Het CBG zal een inhoudelijke reactie geven op de elf meldingen van sterfgevallen die tot dusver zijn gedaan. Het CBG benadrukt dat Diane-35 is bedoeld voor de behandeling van acne, lichte overbeharing en een vette huid bij vrouwen in de vruchtbare leeftijd, voor zover een arts vindt dat behandeling met hormonen noodzakelijk is. Er wordt aangeraden de behandeling te stoppen 3 à 4 maanden nádat de huidaandoening waarvoor Diane-35 werd voorgeschreven is verdwenen.

Verder ontraadt het CBG artsen om Diane-35 op dit moment voor te schrijven aan nieuwe patiënten.

Ik hoop dat het onderzoek naar de meldingen van sterfgevallen snel kan worden afgerond en dat de vragen van patiënten en nabestaanden goed kunnen worden beantwoord.

Daarnaast is het wenselijk dat zo snel als verantwoord is een definitieve beslissing wordt genomen over het wel of niet schorsen van de handelsvergunning van het geneesmiddel Diane-35 en generieke varianten daarvan, dan wel over het treffen van andere maatregelen.
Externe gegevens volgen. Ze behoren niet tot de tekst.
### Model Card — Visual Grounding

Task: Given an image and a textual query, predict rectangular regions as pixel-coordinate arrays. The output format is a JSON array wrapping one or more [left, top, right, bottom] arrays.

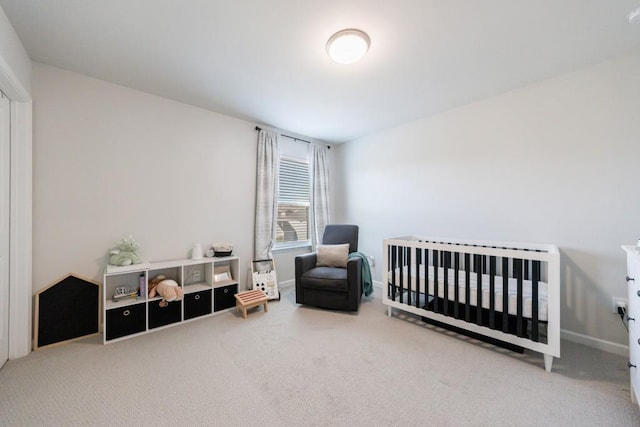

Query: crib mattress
[[388, 265, 548, 322]]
Ik zal met CBG en Lareb zodanige afspraken maken dat in een dergelijke gevoelige zaak een continue informatiestroom tussen Lareb, CBG en het ministerie van VWS wordt gewaarborgd.

De minister van Volksgezondheid, Welzijn en Sport, E.I. Schippers


X Noot
1

Vragen van het Kamerlid Van Gerven over het bericht dat het College ter Beoordeling van Geneesmiddelen gaat overleggen met de Franse geneesmiddelentoezichthouder en 26 andere toezichthouders (Aanhangsel Handelingen II 2012/13, nr. 1502).

X Noot
2

Vragen van het Kamerlid Klever (PVV) over de Diane-35 pil (Aanhangsel Handelingen II 2012/13, nr. 1484).